Avrupa Konseyi, Türkiye ile ilgili iki çok önemli kararı açıkladı. 8 Haziran’da Bakanlar Komitesi, Avrupa İnsan Hakları Mahkemesi’nin (AİHM) “ihlal” kararına rağmen Halkların Demokratik Partisi’nin (HDP) tutuklu eski Eş Genel Başkanı Selahattin Demirtaş’a dair halen Anayasa Mahkemesi (AYM) tarafından karar verilmemesini eleştirdi. Komite, Demirtaş’ın derhal serbest bırakılmasını istedi. Komite, ayrıca tutuklu eski Eş Genel Başkan Figen Yüksekdağ’ın da serbest bırakılmasını istedi. Bakanlar Komitesi aynı gün yayınladığı bir karar metninde Osman Kavala’nın Eylül ayına kadar serbest bırakılmasını talep etti.
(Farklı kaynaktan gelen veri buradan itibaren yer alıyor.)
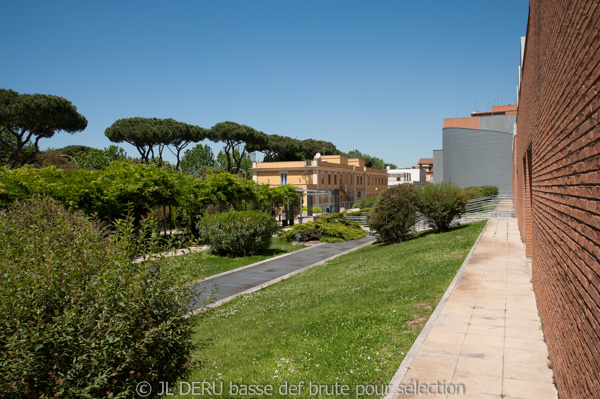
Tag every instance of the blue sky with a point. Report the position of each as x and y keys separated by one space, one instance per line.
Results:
x=379 y=76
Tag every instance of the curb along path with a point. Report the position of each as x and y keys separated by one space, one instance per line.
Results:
x=226 y=286
x=486 y=335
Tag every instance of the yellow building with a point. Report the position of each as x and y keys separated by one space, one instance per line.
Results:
x=328 y=181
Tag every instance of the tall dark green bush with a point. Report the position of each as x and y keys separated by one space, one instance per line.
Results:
x=238 y=233
x=78 y=319
x=395 y=212
x=329 y=228
x=441 y=203
x=365 y=202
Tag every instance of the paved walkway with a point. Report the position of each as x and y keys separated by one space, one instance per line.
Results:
x=485 y=333
x=226 y=286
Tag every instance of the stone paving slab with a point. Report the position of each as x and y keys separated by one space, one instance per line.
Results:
x=486 y=333
x=235 y=282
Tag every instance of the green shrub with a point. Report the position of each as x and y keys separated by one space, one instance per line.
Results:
x=479 y=192
x=78 y=319
x=395 y=212
x=366 y=202
x=329 y=228
x=441 y=203
x=238 y=233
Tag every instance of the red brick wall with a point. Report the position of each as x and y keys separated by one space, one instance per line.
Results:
x=557 y=177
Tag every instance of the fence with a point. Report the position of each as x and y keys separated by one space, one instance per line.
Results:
x=495 y=206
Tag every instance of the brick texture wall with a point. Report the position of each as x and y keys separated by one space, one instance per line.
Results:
x=556 y=182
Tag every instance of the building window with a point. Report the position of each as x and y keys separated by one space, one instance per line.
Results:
x=404 y=177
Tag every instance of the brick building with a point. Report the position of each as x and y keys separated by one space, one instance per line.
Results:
x=556 y=177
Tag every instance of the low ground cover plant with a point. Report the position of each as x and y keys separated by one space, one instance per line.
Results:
x=78 y=318
x=238 y=233
x=395 y=213
x=329 y=228
x=441 y=203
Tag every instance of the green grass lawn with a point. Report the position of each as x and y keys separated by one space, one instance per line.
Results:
x=203 y=264
x=349 y=321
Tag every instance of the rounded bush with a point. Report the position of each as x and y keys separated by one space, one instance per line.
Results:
x=329 y=228
x=238 y=233
x=395 y=212
x=78 y=319
x=441 y=203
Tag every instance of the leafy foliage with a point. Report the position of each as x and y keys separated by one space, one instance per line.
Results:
x=365 y=202
x=395 y=213
x=238 y=233
x=235 y=135
x=77 y=317
x=279 y=148
x=27 y=118
x=95 y=159
x=330 y=228
x=314 y=209
x=196 y=158
x=441 y=203
x=245 y=163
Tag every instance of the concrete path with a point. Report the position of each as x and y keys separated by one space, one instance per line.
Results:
x=226 y=286
x=485 y=334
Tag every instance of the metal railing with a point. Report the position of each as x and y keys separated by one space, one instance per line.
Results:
x=495 y=206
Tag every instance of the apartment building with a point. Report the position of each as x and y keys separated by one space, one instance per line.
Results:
x=328 y=181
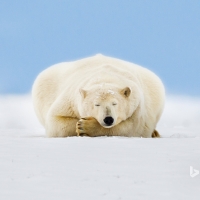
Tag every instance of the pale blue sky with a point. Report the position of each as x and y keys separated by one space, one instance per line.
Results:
x=162 y=35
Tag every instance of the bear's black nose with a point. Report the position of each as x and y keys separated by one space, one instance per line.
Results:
x=108 y=121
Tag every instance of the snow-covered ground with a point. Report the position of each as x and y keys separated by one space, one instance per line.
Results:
x=34 y=167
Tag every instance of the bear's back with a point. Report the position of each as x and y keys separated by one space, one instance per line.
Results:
x=70 y=76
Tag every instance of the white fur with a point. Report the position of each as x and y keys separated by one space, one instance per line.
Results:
x=65 y=92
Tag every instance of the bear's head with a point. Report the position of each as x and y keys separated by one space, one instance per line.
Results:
x=108 y=104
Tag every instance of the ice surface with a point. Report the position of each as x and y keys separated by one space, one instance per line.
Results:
x=34 y=167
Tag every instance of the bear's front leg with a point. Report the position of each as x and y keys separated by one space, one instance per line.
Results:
x=88 y=126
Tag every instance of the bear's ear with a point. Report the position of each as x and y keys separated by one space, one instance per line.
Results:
x=126 y=92
x=83 y=92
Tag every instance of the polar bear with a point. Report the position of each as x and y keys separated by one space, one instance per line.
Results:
x=98 y=96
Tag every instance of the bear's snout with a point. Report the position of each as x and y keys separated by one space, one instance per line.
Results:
x=108 y=121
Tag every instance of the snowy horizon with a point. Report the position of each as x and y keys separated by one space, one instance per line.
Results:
x=101 y=168
x=180 y=117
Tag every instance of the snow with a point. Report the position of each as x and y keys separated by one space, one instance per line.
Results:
x=35 y=167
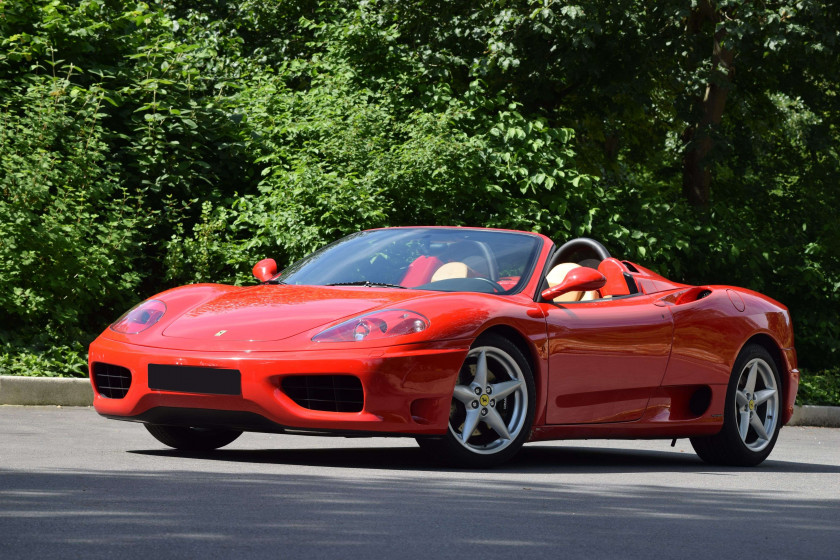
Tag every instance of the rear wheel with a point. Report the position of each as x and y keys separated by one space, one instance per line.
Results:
x=492 y=406
x=752 y=417
x=192 y=439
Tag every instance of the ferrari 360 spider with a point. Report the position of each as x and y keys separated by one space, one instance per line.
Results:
x=473 y=341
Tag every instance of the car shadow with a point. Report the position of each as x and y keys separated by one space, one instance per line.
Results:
x=534 y=459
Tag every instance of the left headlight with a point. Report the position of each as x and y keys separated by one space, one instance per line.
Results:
x=140 y=317
x=378 y=324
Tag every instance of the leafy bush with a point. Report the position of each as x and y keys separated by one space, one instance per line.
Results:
x=151 y=144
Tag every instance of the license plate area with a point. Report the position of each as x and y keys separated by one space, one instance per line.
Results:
x=191 y=379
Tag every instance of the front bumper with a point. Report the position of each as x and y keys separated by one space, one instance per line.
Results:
x=407 y=388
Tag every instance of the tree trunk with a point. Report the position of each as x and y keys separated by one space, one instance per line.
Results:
x=698 y=138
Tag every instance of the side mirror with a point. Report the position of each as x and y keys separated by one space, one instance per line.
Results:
x=265 y=270
x=580 y=279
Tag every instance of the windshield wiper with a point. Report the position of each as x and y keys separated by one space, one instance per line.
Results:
x=368 y=284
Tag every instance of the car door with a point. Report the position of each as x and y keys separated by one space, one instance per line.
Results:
x=606 y=357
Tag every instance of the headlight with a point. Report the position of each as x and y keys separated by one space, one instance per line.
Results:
x=372 y=326
x=140 y=317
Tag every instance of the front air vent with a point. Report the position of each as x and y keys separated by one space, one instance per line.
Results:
x=333 y=393
x=111 y=381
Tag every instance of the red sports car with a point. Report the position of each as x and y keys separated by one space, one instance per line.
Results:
x=473 y=341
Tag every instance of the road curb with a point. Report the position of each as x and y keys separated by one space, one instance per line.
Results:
x=65 y=391
x=822 y=416
x=56 y=391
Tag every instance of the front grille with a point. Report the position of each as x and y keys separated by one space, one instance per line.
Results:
x=334 y=393
x=111 y=381
x=191 y=379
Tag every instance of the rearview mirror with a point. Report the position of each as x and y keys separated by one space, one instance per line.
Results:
x=265 y=270
x=580 y=279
Karardan yola çıkılarak yapılan yorumlarda, Kavala’nın serbest bırakılmaması hâlinde Türkiye’nin Avrupa Konseyi üyeliğinden atılmasının gündeme gelebileceği belirtiliyor.  Selahattin Demirtaş için de Kavala’da olduğu gibi ihraç süreci başlatabileceği uyarasında bulunuluyor.

Mevcut koşullarda, İsveç’in NATO üyeliği ve mülteci sorunu ciddi önemini korurken AB’nin bu tür radikal bir adım atacağını beklemek şu an için pek makul görünmüyor.

AB’de yeni sığınma ve göç politikası

9 Haziran’da Avrupa Birliği (AB) üyesi ülkeler, yeni bir iltica ve göç sistemi konusunda oy çokluğuyla anlaşmaya vardıklarını açıkladı. Avrupa Parlamentosu tarafından kısa süre içerisinde ele alınması beklenen (Macaristan ve Polonya’nın aleyhte oy kullandığı) yeni anlaşmaya göre, sığınma şansı bulunmayan kişiler derhal sınır dışı edilecek. Sığınmacılar, AB genelinde daha adil bir şekilde dağıtılacak.

Öte yandan uzun süredir AB ülkelerine seyahatte ciddi vize sorunları yaşandığı gözleniyor. Her ne kadar AB Türkiye Delegasyonu Başkanı Büyükelçi Landrut, vizeyi kısıtlayan bir politikanın olmadığını belirtse de vize sahibi insanların sığınma ihtimalinin arttığını vurguladı. Vize sorunları halen devam ediyor.